Tokyo (awp/afp) - La Banque du Japon a maintenu jeudi sa politique monétaire ultra-accommodante, malgré l'inflation qui accélère désormais dans le pays et la chute brutale du yen, liée notamment aux relèvements des taux d'autres grandes banques centrales comme la Fed américaine.

La BoJ anticipe à présent une hausse des prix à la consommation de 1,9% au Japon (donnée médiane, hors produits frais alimentaires) sur l'exercice 2022/23 ayant débuté le 1er avril, contre une précédente prévision de 1,1%.

Mais il s'agit d'une inflation essentiellement importée car, en excluant également l'énergie, la hausse devrait se limiter à 0,9% en 2022/23, a tenu à préciser l'institution.

L'inflation hors produits frais devrait par ailleurs retomber à 1,1% en 2023/24, selon la BoJ, une prévision inchangée. Elle table également sur une hausse des prix à la consommation de même ampleur pour 2024/25.

La BoJ a reconfirmé son objectif d'atteindre une inflation hors produits frais de 2%. Mais elle ne devrait pas resserrer sa politique monétaire même si ce niveau pourrait "temporairement" être atteint cette année.

Car la hausse actuelle des prix à la consommation au Japon est causée par la flambée des coûts de l'énergie et d'autres matières premières, sur fond de guerre en Ukraine, et non par le cercle vertueux d'une croissance économique dynamique stimulant la demande.

Prévisions de croissance abaissées

L'économie nippone n'est pas encore revenue à ses niveaux d'avant-pandémie de Covid-19 - le PIB au premier trimestre a peut-être même légèrement reculé à cause de la vague Omicron, qui a pesé sur la consommation des ménages.

La BoJ a d'ailleurs nettement réduit jeudi ses prévisions de croissance. Elle table à présent sur une progression du PIB nippon de 2,9% en 2022/23, contre 3,8% précédemment, puis de 1,9% en 2023/24 (contre 1,1% auparavant) et de 1,1% en 2024/25.

L'institution va continuer d'appliquer son taux négatif de 0,1% sur les dépôts des banques auprès d'elle, afin de les inciter à prêter et investir davantage.

Elle a aussi reconfirmé sa politique d'achats illimités d'obligations publiques japonaises (JGB) pour maintenir leurs rendements à dix ans dans une fourchette comprise entre -0,25% et 0,25%.

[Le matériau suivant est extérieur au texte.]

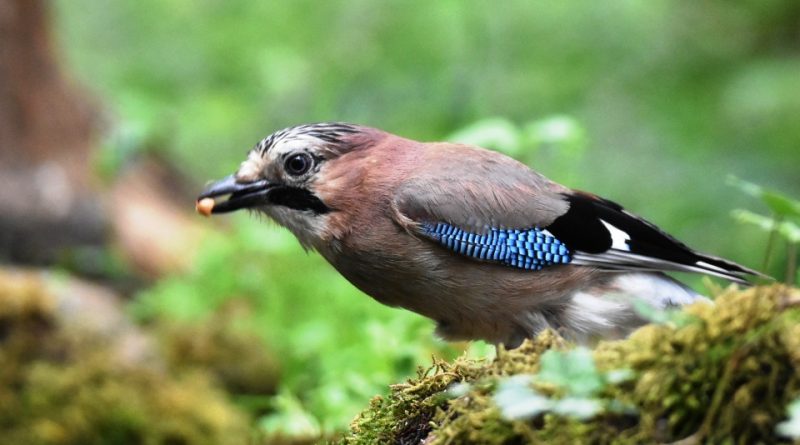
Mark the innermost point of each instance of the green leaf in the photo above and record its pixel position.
(496, 133)
(777, 202)
(289, 419)
(517, 400)
(791, 427)
(573, 370)
(787, 229)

Ce plafond étant actuellement sous pression, la BoJ a intensifié de tels achats ces dernières semaines, en les menant parfois sur plusieurs jours consécutifs.

Pour continuer de défendre sa ligne rouge, la BoJ a précisé jeudi qu'elle proposerait désormais d'acheter quotidiennement des JGB à dix ans et au taux fixe de 0,25%, à condition d'être quasi-certaine de trouver des vendeurs dans ces termes.

Nouveau plus bas pour le yen

La BoJ résiste mais cela pourrait ne pas durer vu que la hausse des rendements obligataires mondiaux devrait se poursuivre, a estimé jeudi Capital Economics dans une note.

Détenant déjà la moitié des obligations publiques japonaises en circulation, la BoJ "va finir par se donner une bouffée d'oxygène" en tolérant des rendements obligataires jusqu'à 0,5%, pronostique Capital Economics.

Sa politique s'inscrit à contre-courant des resserrements monétaires entamés par d'autres banques centrales confrontées à une inflation bien plus élevée, comme la Réserve fédérale américaine (Fed) aux États-Unis.

Ce qui affaiblit considérablement le cours du yen, tombé ce mois-ci à son plus bas niveau face au dollar depuis 20 ans.

Sa chute - également liée à la flambée des prix des matières premières - s'est encore intensifiée jeudi après les annonces de la BoJ: le dollar a dépassé les 130 yens peu après 02H30 GMT, un nouveau record depuis 2002.

La BoJ martèle que les avantages d'un yen faible, en dopant les bénéfices des grandes entreprises japonaises exportatrices, l'emportent sur ses inconvénients. Mais ce message devient plus difficile à entendre pour l'opinion publique nippone.

La Bourse de Tokyo s'est réjouie en revanche: son indice vedette Nikkei a nettement grimpé après la BoJ et la nouvelle glissade du yen, pour clôturer sur un gain de 1,75%.

Le gouvernement nippon soutient le cap de la BoJ, tout en s'inquiétant de la baisse brutale du yen.

Le Premier ministre Fumio Kishida a annoncé mardi un plan d'aide équivalent à 45 milliards d'euros à destination des ménages à bas revenus et des petites et moyennes entreprises souffrant le plus de la hausse des prix et du plongeon de la monnaie nationale.